Namun jika Tribes berpikir bahwa magis tiki-taka hanya ampuh di tanah Afrika, nyatanya kamu salah besar. Bukan hanya La Furia Roja yang kemudian perkasa di tahun 2010-an. Sepak bola Spanyol juga kembali menunjukkan tajinya dengan duopoli Barcelona dan Real Madrid. Bahkan Los Merengues yang tak identik dengan tiki-taka pun mondar-mandir memenangkan trofi Liga Champions hingga musim 2017/2018 lalu.

Berkat penampilan apik sedekade ke belakang, para pemain Spanyol juga jadi komoditi impian klub-klub seantero Eropa. Publik terpukau dengan para penyihir mungil seperti David Silva, Juan Mata atau Santi Cazorla yang menyihir Inggris sejak tahun 2010. Di tanah Jerman dan Italia, duo eks striker Real Madrid, Raul Gonzalez, dan Alvaro Morata sempat punya masa-masa yang indah di kota Gelsenkirchen-Schalke dan Turin.

Trofi Piala Eropa 2012 menjadi trofi pamungkas bagi La Furia Roja, mengingat semakin merosotnya performa timnas di tiga edisi kompetisi berselang, Piala Dunia 2014, Piala Eropa 2016 dan Piala Dunia 2018 lalu.

Baca juga: Ketika Tiki-Taka Spanyol Menaklukkan Piala Dunia 2010

Spanyol kembali bertemu Italia di laga final, Gli Azzurri berhasil menahan seri Spanyol di pertandingan pembuka dengan skor 1-1. Keduanya pun berhasil lolos dari Grup C dengan Spanyol sebagai juara grup dan Italia membututi di belakangnya dengan marjin 2 poin.

Spanyol berhasil membalas dendam 6 tahun lalu saat mereka bersua Prancis di perempat-final.

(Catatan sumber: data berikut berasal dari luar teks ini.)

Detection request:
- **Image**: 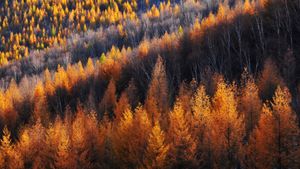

La Furia Roja kemudian mengandaskan mimpi tetangga mereka, Portugal, untuk kembali berlaga di final Piala Eropa sebelum bersua Italia yang di lain jalur juga mengandaskan mimpi Jerman kembali ke final.

63.000 pasang mata di Stadion Olimpiade di kota Kiev menjadi saksi La Furia Roja membabi-buta kala David Silva, Jordi Alba, Fernando Torres, dan Juan Mata mengoyak jala Gianluigi Buffon. Di sisi lain Iker Casillas yang tampil untuk ke-100 kalinya bersama timnas Spanyol berhasil mencatatkan nirbobol.

Publik setidaknya akan mengenang generasi emas Spanyol yang menutup hat-trick gelar mereka dengan pesta gol, mereka telah berhasil membuktikan bahwa meski bertubuh mungil dengan tiki-taka mereka mampu membius para lawannya hingga tak berkutik di lapangan.

Lantas, akankah timnas Spanyol kembali berjaya suatu saat nanti? Perlukah seorang jenius sekaliber Pep Guardiola yang menangani La Furia Roja untuk kembali membawa trofi ke negeri para Matador?